Big Changes and Big Risks Are Ahead for Health Policy
The election on Tuesday of Donald Trump as the next president is one of the most consequential events in the nation’s political history for many reasons, not the least of which is that it is likely to alter the basic direction of health care policy. Trump ran hard against the Affordable Care Act (ACA), saying repeatedly it was a “disaster” that needed to be repealed and replaced, and he won. There will be a very high expectation among Trump supporters that a Republican Congress can and should move quickly to fulfill this commitment.
Moreover, the ACA itself handed to the executive branch expansive new authority to unilaterally make changes in the rules governing health insurance, and also, through Medicare regulations, in the ways physicians and hospitals organize themselves to care for patients. Many supporters of the ACA have cheered in recent years as the Obama administration moved forward with its health policy agenda using this broad authority. All of that executive power will soon fall into the hands of Donald Trump and those who work in his administration. During the campaign, Trump made it clear he will use all of the executive powers of the presidency to pursue his goals.
Further, the Obama administration has made several ACA implementation decisions that critics have said go well outside the boundaries of what the law allows. For instance, the administration chose to redirect some ACA funds that were supposed to be deposited in the federal treasury back to insurance companies in the form of “reinsurance” payments for high-cost patients. A Trump administration could reverse this decision, and others like it, rather quickly.
The election outcome itself could create more problems for the ACA. The insurance plans sold on the law’s exchanges have already experienced substantial losses due to adverse selection, leading many insurance companies to pull back on their participation. The prospect of a Trump administration steering ACA implementation may be enough to convince some of the insurers still offering products on the exchanges in 2017 to rethink their plans. If more insurance companies head for the exits, the exchanges could become even less stable than they already are.
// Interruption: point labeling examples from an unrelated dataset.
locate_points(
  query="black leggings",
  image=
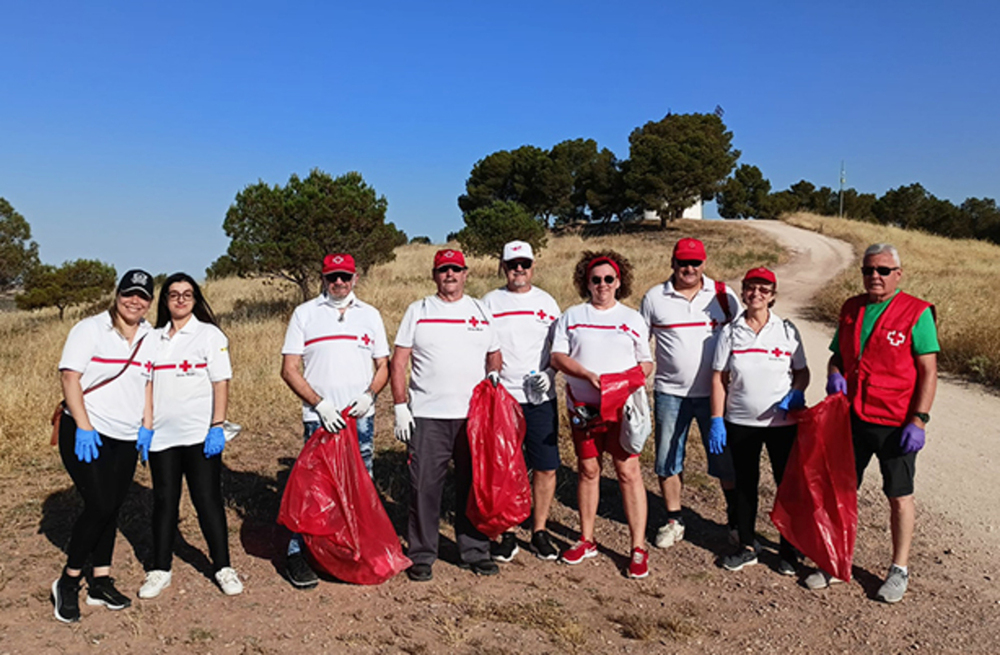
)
(204, 476)
(746, 443)
(103, 484)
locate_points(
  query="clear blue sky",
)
(129, 127)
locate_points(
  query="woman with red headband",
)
(759, 374)
(593, 338)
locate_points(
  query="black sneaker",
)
(101, 591)
(506, 549)
(742, 557)
(482, 567)
(299, 573)
(66, 599)
(420, 573)
(541, 543)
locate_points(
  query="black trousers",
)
(204, 478)
(746, 443)
(103, 484)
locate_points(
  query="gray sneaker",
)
(894, 587)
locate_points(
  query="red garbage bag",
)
(615, 390)
(500, 496)
(331, 500)
(816, 507)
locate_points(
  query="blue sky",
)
(128, 128)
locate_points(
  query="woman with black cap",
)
(103, 376)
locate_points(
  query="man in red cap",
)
(335, 357)
(450, 340)
(685, 315)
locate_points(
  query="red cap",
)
(689, 249)
(445, 257)
(761, 273)
(338, 262)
The “replace” part of “repeal and replace” has always been the tricky part for ACA opponents, and that will also be true for the incoming Trump administration. During the campaign, Trump offered only the vaguest outline of a plan that wouldn’t come close to serving as a starting point for a workable proposal. The ACA, for all of its problems, brought many low-income households into insurance coverage, through an expansion of the Medicaid program and through heavy subsidization of the insurance plans offered on the exchanges. Unless Trump wants to preside over a massive increase in the number of Americans without health insurance during his presidency, he will have to offer a plan that ensures households with low incomes can secure health insurance in some new way.
House leaders, led by Speaker Paul Ryan, introduced a plan in June that could serve as the starting point for credible replacement legislation. An important feature of this plan is a refundable tax credit for enrolling in health insurance. Working age Americans without access to employer coverage would get the credit to help offset the cost of enrolling in a plan offered in the non-group market. This credit is essential to making a replacement plan workable. It’s the only way to provide the necessary level of financial assistance to lower income households to ensure they can enroll in an affordable plan. During the campaign, Trump offered a tax deduction for premiums instead of a credit. But a tax deduction provides no help to families who pay no income taxes and very little help to those in the lowest tax brackets. If the incoming Trump administration is serious about repeal and replace, it will embrace the tax credit proposed by House leaders.
Trump and his allies in Congress will need to decide if they want to try to pursue repeal and replace in separate bills, or in one bill. Earlier this year, Congress sent a partial repeal-only bill to President Obama, who vetoed it. In 2017, Congress could try to pass the same bill again and send it to President Trump, who would presumably sign it. It would be a mistake to pursue this approach, though. A repeal-only bill will be hard for Congress to pass when there is no veto protecting House members and Senators from its real-world consequence, which is that many millions of people would lose their health insurance coverage. Consequently, some faction of the law’s opponents is likely to find a repeal-only effort unacceptable, and withhold their support. It won’t take many defections to derail the idea.
Taking up a repeal-only bill would also create the very real risk that Congress, for political reasons, would never get around to replacing the ACA. That would be a very big mistake. The ACA has many problems; chief among them is its excessive reliance on federal control. But the pre-ACA status quo was unacceptable too. Costs were high and all too often people with expensive health conditions were denied coverage or forced to pay exorbitant premiums. ACA opponents have said for years that they want to fix the problems in health care with market-based solutions, not more regulation. They now have a window of opportunity to move forward with a reform plan consistent with their principles. If they choose not to push a credible replacement plan, they will have no one to blame but themselves when, inevitably, a reform proposal similar to the ACA is passed into law again at some later date.
The ACA is on shaky political ground in large part because of how it was enacted. Large Democratic majorities pushed it through Congress despite unified Republican opposition. The incoming Trump administration would be wise to avoid this mistake. If Republicans want what they do in health care to last, they should try to secure some level of bipartisan support for their replacement ideas. That’s a tall order in this environment. But if Trump really is the dealmaker he says he is, he should be up to the challenge.